Augusto nonostante il periodo di pace non era riuscito a combattere la corruzione materiale e morale. Livio a differenza di Sallustio scrive la storia per contemplare il passato di Roma senza pretese di essere incisivo nella politica a lui contemporanea dominata dalla figura di Ottaviano.

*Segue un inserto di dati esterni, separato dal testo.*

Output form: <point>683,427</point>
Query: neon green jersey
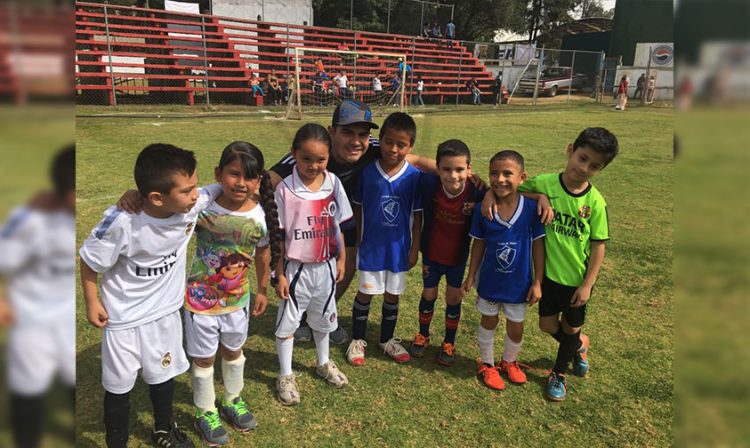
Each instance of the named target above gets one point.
<point>579,219</point>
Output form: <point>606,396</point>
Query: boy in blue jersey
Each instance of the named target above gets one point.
<point>505,247</point>
<point>389,220</point>
<point>448,204</point>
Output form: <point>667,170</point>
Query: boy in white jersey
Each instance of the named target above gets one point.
<point>142,260</point>
<point>37,271</point>
<point>390,223</point>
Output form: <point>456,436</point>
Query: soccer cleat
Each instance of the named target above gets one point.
<point>210,429</point>
<point>514,372</point>
<point>447,355</point>
<point>303,334</point>
<point>490,376</point>
<point>174,438</point>
<point>395,350</point>
<point>237,414</point>
<point>331,373</point>
<point>339,336</point>
<point>555,389</point>
<point>287,387</point>
<point>356,352</point>
<point>581,358</point>
<point>419,345</point>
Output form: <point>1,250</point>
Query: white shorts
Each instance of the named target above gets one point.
<point>312,288</point>
<point>36,353</point>
<point>373,283</point>
<point>204,332</point>
<point>514,312</point>
<point>154,348</point>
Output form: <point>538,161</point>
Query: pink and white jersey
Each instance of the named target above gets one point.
<point>310,219</point>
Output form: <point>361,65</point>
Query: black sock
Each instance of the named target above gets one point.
<point>426,310</point>
<point>568,347</point>
<point>388,321</point>
<point>116,419</point>
<point>26,419</point>
<point>162,396</point>
<point>360,314</point>
<point>452,317</point>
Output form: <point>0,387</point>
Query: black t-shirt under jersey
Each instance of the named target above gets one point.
<point>347,172</point>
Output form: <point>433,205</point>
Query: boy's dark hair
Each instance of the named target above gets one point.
<point>63,170</point>
<point>600,141</point>
<point>158,163</point>
<point>453,148</point>
<point>509,154</point>
<point>400,121</point>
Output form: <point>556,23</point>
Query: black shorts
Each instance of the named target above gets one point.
<point>556,300</point>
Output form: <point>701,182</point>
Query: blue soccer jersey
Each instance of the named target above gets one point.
<point>388,204</point>
<point>505,274</point>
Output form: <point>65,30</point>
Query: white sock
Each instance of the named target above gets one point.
<point>232,373</point>
<point>486,340</point>
<point>510,353</point>
<point>321,346</point>
<point>204,395</point>
<point>284,348</point>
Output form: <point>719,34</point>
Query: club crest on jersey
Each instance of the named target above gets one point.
<point>505,256</point>
<point>390,210</point>
<point>584,212</point>
<point>329,211</point>
<point>166,360</point>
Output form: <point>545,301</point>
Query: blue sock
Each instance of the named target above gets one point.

L’exemplum è una storia a sé con una morale profonda che è il vero scopo della presenza di questo tipo di narrazione.

La conquista delle donne
I romani all’inizio avevano chiesto il diritto di sposarsi con le donne di altri popoli in maniera diplomatica; gli altri però non li avevano presi sul serio. “Lo Stato romano era così valido da essere pari in guerra a qualunque delle città confinanti, ma a causa della mancanza delle donne la potenza non sarebbe durata oltre una generazione; poiché non vi era speranza di figli in patria né di sposarsi con straniere. Allora secondo la decisione del Senato, Romolo mandò ambasciatori ai popoli vicini per chiedere alleanza e diritto di matrimonio dicendo che: anche le città come le altre cose nascono da umili origini e successivamente qualora la loro virtù o gli Dei siano favorevoli, acquistano grande importanza, ora era chiaro che all’origine di Roma gli Dei erano stati propizi e il valore non sarebbe mancato, perciò si chiedeva che questi popoli non disdegnasero di mescolare il loro sangue con quello romano. Da nessuna parte questo venne ascoltato con benignità, anzi a tal punto lo disprezzarono ma allo stesso tempo temevano la potenza romana futura. A coloro “(gli ambasciatori)” che chiedevano venne chiesto perché non avessero dato il diritto d’asilo alle donne “(all’inizio dello stato romano fu dato asilo ai criminali dei popoli vicini, in questo modo avrebbero potuto prendere anche le donne di dubbia moralità)”, così avrebbero potuto organizzare matrimoni degni di loro. A questo punto la gioventù romana non sopportando l’insulto pensò ad agire. Per fare in modo che arrivasse il momento propizio per l’atto di forza, Romolo organizza dei solenni giochi equestri per Nettuno che chiama Consuali. Ordina che siano avvisati i popoli vicini; i romani fanno divulgazione con tutti i mezzi a disposizione per rendere la cosa famosa. Molti uomini arrivarono anche per vedere la nuova città, soprattutto dai popoli vicini […] anche i Sabini con i figli e le mogli. Accolti in maniera ospitale nelle case romane, dopo aver visto le mura e gli apparati difensivi, rimangono stupiti della crescita della città. Quando arriva il tempo dello spettacolo, ecco che scoppia un tumulto e la gioventù romana comincia rapire le vergini, anche le prime che trovano; altre considerate bellissime e quindi destinate ai senatori vengono prese da dei plebei incaricati dagli stessi senatori di prendere le donne per loro. Una che più di tutte era considerata bella, rapita da un gruppo di persone, siccome in molti chiedevano il perché del rapimento, costoro rispondono che era per Talassio.”

Talassio divenne in epoca successiva un’esclamazione tipica nei matrimoni.